One of the reasons that inform my argument is the ethical principle of autonomy, which argues that care professionals ought to respect the choices and decisions of others. It is clear that Sally has made her decision, that she would like a CPR in case she arrests. Although, her husband informs that he would like Sally to be comfortable, the physician and the resident have not discussed with him the DNR order specifically. Writing a DNR order would thus not only be going against Sally’s choice, but it would also be an indication of the failure to communicate with her family.
Another aspect in the decision derives from a rights-based perspective. Here, two competing rights apply – the right to life and the right to not be given degrading treatment. In this respect, Sally does not consider CPR a degrading treatment, and has explicitly stated her desire for physicians to conduct such a procedure in case of arrest. Accordingly, in this instance, the right to life, as judged by the recipient, Sally, should prevail even though professional argument is that CPR is likely not to result into any benefit in cases of metastatic cancer.
Another principle worth of note is the principle of nonmaleficence, which posits that the medical professionals ought to do no harm. In this respect, harm must be perceived in consideration of Sally’s wishes. Since Sally perceives that not performing CPR would do her harm, the physicians should not give a DNR order without first having to discuss it with her. Giving such an order without Sally’s consent would be placing the physician’s values above Sally’s values, which in essence would be doing harm. Such a consideration should also be made with respect to the principle of beneficence, which contends that the actions of the health professional should have a net benefit over harm. Although an argument would be that the DNR would achieve an overall net benefit by allowing Sally to pass on in comfort, this would be ignoring the harm resulting from failing to respect her wishes.
Giving a DNR order in Sally’s case would also be in contravention of the principle of justice. In this respect, justice should not be perceived in respect to the fact that Sally has had an equal access to care she has received so far. Rather, it should be perceived as to whether it is just to issue a DNR without the knowledge of a recipient who has the mental capacity to make decisions. Further, giving a DNR would mean that Sally has no equal access to CPR services.
A deontological perspective could argue for the physician to issue a DNR order in the view that the intent of such order was morally sound. In this respect, the intent would be based on professional guidelines that posit that DNR need to be considered where CPR is deemed to be of no benefit, as is the case in Sally’s condition. Presenting such a justification would however fail to recognize the second criteria for deciding on DNR orders: getting the consent of the client (if s/he has the capacity to make the decision) or from an appropriate individual designated to make the decision for the client.

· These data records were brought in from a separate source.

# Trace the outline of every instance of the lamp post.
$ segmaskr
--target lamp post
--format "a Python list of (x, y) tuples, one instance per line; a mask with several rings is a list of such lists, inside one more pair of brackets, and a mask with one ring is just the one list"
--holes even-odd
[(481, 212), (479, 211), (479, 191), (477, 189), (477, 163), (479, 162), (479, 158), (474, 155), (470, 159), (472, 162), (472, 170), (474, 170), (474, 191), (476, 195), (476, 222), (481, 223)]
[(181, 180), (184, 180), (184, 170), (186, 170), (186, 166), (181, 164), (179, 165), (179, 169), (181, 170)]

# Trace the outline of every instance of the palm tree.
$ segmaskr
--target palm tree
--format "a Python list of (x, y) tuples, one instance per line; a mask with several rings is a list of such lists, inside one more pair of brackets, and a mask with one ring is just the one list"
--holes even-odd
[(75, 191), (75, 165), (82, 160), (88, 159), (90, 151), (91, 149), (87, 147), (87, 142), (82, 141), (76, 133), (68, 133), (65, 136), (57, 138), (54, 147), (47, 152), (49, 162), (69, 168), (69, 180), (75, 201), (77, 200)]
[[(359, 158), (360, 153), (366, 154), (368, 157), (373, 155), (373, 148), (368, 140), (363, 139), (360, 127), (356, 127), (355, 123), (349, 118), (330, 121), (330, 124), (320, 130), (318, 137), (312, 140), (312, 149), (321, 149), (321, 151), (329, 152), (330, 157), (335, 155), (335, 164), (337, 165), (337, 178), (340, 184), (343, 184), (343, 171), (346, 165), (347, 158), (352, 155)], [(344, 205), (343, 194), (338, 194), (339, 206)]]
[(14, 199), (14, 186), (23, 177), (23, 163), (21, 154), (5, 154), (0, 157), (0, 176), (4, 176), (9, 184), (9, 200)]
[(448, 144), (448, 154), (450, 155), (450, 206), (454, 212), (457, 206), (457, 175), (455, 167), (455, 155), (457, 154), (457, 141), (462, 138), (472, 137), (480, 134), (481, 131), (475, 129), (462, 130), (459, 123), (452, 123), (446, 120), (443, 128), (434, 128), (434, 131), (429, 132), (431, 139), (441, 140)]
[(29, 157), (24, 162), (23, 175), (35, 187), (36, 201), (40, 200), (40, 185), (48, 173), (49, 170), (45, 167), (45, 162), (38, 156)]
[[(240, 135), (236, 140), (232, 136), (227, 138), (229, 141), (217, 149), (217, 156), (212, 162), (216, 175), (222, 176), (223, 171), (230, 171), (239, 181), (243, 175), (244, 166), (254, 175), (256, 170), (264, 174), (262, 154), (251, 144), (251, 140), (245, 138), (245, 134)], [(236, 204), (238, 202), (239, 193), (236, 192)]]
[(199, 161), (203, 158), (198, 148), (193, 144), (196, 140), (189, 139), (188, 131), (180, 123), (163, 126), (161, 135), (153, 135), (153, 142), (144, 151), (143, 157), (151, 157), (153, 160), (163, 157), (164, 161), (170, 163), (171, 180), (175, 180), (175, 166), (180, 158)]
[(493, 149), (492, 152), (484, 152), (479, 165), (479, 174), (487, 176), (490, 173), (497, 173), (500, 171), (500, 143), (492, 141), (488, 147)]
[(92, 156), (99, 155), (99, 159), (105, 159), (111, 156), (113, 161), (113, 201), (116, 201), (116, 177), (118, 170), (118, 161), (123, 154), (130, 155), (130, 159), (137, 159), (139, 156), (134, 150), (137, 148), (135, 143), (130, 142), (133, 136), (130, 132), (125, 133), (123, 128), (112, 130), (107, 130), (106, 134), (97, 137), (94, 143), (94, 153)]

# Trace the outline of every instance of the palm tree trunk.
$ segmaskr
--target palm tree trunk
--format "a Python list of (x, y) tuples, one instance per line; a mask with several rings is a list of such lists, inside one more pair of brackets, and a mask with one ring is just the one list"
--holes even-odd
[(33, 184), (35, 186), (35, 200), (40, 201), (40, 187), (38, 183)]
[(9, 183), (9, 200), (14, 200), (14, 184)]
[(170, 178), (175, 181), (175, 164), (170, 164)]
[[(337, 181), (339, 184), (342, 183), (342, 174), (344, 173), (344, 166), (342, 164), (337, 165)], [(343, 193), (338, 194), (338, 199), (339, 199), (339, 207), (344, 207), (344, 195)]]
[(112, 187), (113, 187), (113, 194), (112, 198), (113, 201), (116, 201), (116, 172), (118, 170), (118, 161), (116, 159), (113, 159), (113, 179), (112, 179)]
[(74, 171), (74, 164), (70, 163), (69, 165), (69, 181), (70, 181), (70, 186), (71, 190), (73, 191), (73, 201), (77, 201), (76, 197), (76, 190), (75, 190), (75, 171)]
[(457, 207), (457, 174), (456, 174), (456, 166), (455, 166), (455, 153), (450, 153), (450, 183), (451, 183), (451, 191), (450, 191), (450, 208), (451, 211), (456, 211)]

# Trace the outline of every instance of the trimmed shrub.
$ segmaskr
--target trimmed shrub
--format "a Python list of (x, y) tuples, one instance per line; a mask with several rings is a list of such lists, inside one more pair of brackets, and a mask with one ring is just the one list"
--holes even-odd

In this respect, Sally has the capacity to make the decision, and even where the professionals deem her to be unwilling to accept her prognosis, they have not discussed the DNR with her husband. As such, proceeding to issue the DNR would be unethical even considering the deontological perspective.
Finally, a DNR order in Sally’s case could be argued to be ethical if a utilitarianism perspective was considered. In this respect, it would be argued that the DNR would provide overall good to all stakeholders involved. Thus, one would have to consider benefits to such stakeholders as her husband (e.g. her wish for her to be comfortable), and benefits to the medical fraternity (e.g. saving the effort and cost for those who the CPR is shown to have benefits). However, such an action would mean violating other ethical guidelines such as respect to autonomy, non-maleficence, beneficence and justice. More so, making the decision without consulting Sally would be giving precedence to the physician’s values over Sally’s values. Accordingly, the physician should not issue the DNR. He should evaluate other approaches such reviewing details of what CPR entails, Sally’s prognosis, and the intensive care experience, not in a way to make Sally accept the physician’s decision, but in a way that allows her to make an informed decision concerning receiving CPR on getting a cardiac arrest.